While some bankers may focus the use of the privilege in the context of complying with banking regulations, the law is drafted broadly enough to allow a bank to rely on the compliance confidentiality provisions to protect any self-evaluations performed in the areas of compliance with labor, safety, copyright, securities laws, or any other federal or state law or regulation.
IV. WAIVER OF PRIVILEGE BY TRANSFER OR PUBLICATION OF COMPLIANCE REVIEW DOCUMENTS
As previously discussed, some documents reviewed by or written reports generated by a compliance review committee may be later provided to regulators or may be later published as required by law. The law specifically provides that confidentiality remains while compliance review documents are in the hands of regulators, to the extent that their disclosure is not expressly authorized by applicable law. It is obvious however, that some documents will be publicly released and will not retain confidentiality (e.g., call reports). Once released for publication, confidentiality has been expressly waived. Not so clear may be those occasions when a compliance review document is transferred or released to another entity, such as the bank’s holding company or a bank affiliate, although there is some basis to support continued confidentiality. In the case of transfer or release to any unrelated person or entity, the question of the retention of confidentiality depends upon to whom the information was released. As an example, there are specific rules regarding privileged information transferred to one’s own legal counsel as opposed to members of the general public.
V. CONCLUSION
In order to provide your bank with the maximum protection in implementing the compliance confidentiality allowed by law, you must follow the following minimum standards:
1. The bank's board of directors must formally appoint any compliance review committees (which may by definition include audit, loan review, or compliance committees). Any individual acting in an investigatory capacity to assist the compliance review committee should be designated and directed to act on behalf of the committee by the committee itself. A bank should have procedures in place for documenting that employees or other third parties are truly acting at the direction of a compliance review committee.

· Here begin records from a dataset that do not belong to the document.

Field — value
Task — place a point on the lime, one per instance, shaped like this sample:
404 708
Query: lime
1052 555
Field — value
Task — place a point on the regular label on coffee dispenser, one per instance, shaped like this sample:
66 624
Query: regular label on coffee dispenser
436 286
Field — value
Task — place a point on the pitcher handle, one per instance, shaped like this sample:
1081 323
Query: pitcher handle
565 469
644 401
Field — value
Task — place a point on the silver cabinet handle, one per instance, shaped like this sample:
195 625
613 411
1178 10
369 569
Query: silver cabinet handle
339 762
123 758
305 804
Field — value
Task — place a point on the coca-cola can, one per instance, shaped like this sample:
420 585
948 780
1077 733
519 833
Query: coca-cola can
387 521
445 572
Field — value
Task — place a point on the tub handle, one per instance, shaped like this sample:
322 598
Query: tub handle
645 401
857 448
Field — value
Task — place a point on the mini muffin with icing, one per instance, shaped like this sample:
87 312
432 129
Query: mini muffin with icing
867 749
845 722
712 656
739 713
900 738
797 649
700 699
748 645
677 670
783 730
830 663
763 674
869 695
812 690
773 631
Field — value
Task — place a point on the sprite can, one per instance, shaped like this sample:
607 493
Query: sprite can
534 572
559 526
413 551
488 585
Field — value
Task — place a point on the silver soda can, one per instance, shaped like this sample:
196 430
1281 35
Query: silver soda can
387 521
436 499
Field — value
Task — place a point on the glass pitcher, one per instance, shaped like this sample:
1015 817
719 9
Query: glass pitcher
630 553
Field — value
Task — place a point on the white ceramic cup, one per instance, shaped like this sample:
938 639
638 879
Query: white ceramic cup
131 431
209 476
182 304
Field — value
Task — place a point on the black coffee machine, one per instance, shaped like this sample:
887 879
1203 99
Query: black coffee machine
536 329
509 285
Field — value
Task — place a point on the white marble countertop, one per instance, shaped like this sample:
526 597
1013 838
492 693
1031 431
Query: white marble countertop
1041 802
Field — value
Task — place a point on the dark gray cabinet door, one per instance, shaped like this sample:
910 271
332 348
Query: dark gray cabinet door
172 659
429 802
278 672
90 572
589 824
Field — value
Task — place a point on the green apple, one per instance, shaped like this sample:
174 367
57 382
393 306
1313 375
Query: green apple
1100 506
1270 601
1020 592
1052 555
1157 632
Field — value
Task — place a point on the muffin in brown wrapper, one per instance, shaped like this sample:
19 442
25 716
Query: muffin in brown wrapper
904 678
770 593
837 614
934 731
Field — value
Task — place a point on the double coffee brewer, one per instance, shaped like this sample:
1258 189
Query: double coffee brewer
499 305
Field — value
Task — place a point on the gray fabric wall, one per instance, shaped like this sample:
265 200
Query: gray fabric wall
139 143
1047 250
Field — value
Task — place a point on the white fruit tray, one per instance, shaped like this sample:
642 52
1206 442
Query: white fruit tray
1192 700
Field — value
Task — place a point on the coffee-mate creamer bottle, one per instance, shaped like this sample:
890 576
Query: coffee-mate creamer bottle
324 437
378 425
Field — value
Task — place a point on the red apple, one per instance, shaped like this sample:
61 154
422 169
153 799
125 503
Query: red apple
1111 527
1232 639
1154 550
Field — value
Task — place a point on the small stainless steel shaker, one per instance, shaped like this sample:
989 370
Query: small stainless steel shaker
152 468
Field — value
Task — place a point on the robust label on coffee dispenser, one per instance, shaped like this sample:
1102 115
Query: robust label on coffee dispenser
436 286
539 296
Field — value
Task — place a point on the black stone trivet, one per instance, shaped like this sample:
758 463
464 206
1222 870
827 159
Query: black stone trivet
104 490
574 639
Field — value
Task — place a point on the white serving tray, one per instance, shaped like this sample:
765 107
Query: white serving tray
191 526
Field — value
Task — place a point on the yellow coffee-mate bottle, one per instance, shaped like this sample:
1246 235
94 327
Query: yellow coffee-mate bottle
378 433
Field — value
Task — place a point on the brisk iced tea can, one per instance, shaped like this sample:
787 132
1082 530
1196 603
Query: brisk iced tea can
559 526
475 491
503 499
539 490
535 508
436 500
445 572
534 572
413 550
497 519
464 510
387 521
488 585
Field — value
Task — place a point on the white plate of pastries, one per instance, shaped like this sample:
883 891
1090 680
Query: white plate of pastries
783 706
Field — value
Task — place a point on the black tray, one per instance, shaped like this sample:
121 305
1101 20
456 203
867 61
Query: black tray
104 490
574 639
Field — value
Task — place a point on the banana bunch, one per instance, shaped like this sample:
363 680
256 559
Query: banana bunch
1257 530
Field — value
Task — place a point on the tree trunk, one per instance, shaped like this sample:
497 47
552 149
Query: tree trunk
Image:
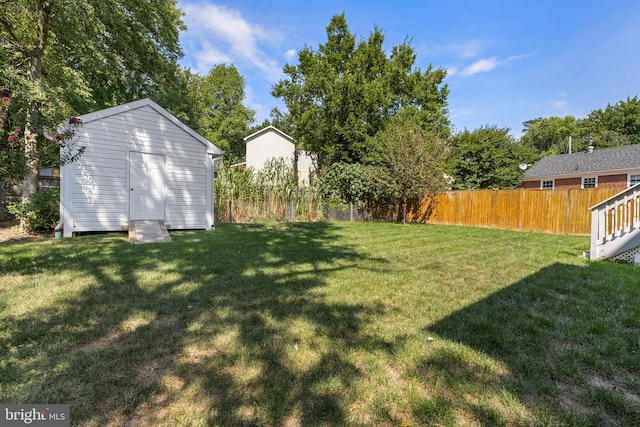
30 183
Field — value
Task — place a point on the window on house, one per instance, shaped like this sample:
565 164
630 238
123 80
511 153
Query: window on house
590 182
547 185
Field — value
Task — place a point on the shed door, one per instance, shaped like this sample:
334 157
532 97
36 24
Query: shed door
147 182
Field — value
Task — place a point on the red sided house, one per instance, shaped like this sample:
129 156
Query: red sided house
616 167
615 222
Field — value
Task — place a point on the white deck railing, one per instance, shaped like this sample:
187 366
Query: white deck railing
615 224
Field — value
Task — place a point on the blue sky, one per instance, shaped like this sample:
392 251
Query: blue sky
507 61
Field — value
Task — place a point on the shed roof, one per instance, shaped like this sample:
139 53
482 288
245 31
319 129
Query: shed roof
147 102
268 129
604 160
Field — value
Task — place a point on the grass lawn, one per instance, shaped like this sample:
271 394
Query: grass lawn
322 324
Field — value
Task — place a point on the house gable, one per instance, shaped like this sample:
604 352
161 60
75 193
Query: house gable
612 167
97 189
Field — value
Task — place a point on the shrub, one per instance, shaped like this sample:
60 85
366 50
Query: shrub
40 213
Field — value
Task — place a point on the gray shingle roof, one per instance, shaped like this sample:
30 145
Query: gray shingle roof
606 159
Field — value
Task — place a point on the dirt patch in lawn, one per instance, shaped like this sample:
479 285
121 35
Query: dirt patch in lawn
10 230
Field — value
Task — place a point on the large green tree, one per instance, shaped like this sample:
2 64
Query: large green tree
415 159
346 91
219 111
63 57
487 158
615 125
549 136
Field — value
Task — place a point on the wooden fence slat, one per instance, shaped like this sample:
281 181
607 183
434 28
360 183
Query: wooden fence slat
552 211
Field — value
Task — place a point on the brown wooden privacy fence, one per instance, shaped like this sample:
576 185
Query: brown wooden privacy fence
547 211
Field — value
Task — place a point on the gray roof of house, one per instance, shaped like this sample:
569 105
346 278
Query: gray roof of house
607 159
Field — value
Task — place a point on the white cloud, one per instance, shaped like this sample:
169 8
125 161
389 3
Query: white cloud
480 66
291 54
219 34
558 105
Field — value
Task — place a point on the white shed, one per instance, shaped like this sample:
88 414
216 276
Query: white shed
271 143
140 163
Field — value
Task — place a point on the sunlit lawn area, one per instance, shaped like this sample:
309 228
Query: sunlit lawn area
322 324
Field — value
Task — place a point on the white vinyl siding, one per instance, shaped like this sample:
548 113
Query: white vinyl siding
547 184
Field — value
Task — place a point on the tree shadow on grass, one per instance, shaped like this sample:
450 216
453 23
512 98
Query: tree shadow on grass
568 337
229 327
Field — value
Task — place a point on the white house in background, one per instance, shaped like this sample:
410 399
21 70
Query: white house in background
271 143
140 163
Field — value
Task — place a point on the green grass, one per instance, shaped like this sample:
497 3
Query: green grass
322 324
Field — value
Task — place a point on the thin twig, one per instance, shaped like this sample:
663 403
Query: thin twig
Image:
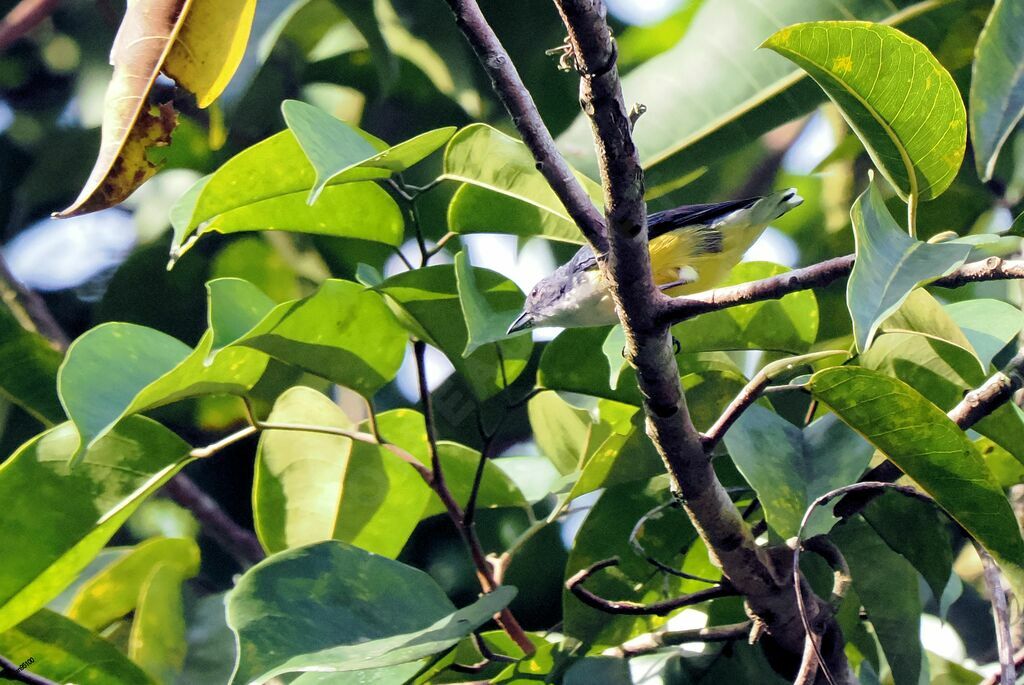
240 542
1000 614
24 17
678 309
574 585
648 642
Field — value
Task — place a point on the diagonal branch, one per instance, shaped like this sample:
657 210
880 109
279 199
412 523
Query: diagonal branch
818 275
516 98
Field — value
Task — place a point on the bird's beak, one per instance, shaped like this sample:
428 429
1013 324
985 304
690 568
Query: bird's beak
522 322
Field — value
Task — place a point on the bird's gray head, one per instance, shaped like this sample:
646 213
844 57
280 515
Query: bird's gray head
541 302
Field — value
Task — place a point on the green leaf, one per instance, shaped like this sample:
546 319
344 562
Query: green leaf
459 464
996 84
503 191
65 652
113 593
901 102
943 373
265 186
742 92
890 264
337 150
560 430
989 325
332 607
930 448
342 332
157 641
483 325
929 549
790 468
116 370
428 303
605 533
29 370
312 486
59 518
887 585
787 325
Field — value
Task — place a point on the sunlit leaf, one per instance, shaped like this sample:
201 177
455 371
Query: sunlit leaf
503 191
996 84
427 301
335 148
58 518
116 370
65 652
115 592
199 43
930 448
890 264
343 333
742 92
894 93
266 185
312 486
332 607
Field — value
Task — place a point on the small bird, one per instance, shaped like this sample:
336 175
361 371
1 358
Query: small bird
691 247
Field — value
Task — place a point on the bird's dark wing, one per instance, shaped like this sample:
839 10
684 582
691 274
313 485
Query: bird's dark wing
659 223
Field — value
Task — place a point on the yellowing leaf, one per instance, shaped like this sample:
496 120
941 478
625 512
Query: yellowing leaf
197 42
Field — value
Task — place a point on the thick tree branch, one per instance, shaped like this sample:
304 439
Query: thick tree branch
817 275
648 642
516 98
574 585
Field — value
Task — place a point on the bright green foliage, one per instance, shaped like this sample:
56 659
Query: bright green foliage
62 650
334 607
340 153
110 595
930 448
386 495
911 119
503 191
58 518
996 84
312 486
790 468
427 302
788 325
890 265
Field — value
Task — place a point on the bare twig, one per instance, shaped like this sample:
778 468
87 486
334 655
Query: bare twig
240 542
817 275
510 89
1000 614
24 17
574 585
648 642
11 671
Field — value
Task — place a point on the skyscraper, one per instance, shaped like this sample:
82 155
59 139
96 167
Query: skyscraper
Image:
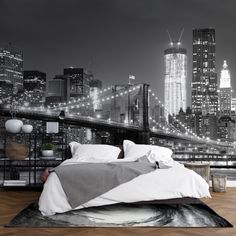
225 91
11 66
35 87
226 122
79 81
204 81
175 78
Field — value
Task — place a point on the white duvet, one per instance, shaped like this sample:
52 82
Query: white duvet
174 182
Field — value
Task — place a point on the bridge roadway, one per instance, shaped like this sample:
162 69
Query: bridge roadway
104 125
216 159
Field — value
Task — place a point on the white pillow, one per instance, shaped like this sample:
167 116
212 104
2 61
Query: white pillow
158 153
87 152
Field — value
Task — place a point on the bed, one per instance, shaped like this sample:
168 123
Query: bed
160 178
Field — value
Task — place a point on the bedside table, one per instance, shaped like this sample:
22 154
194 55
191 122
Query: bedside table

2. All information reviewed by compliance review committees (and persons designated and directed to act on their behalf) must consist of “after the fact” analysis, should relate to the bank’s activities alone, and should involve evaluating and seeking to improve: loan underwriting standards; asset quality; financial reporting to federal and state regulatory agencies; or compliance with federal or state statutory or regulatory requirements.
3. Compliance review documents should not be distributed to outside auditors or other outside third parties not designated as members of the compliance review committee or not acting at the direction of the committee. In many cases, such publication of documents may constitute a waiver of confidentiality. Also, keep in mind that individuals who are not designated as members of the compliance review committee or who are not acting at the direction of the committee, but who are performing self-evaluative reviews nonetheless, may be producing notes or memos containing self-evaluative material that are not contemplated as confidential under the provisions of the law.
4. The bank should require, by policy, that compliance review documents be maintained as confidential records, and that examination and distribution of such records be limited only to those persons who have the ability and authority to enforce and improve the activities and practices that have been the subject of the compliance review committee’s evaluation.
Prior to embarking on a program of self-evaluation, the bank may wish to follow the steps outlined above, in addition to reviewing §§ 8-2001 to 8-2005, to avail itself of the protection of compliance confidentiality.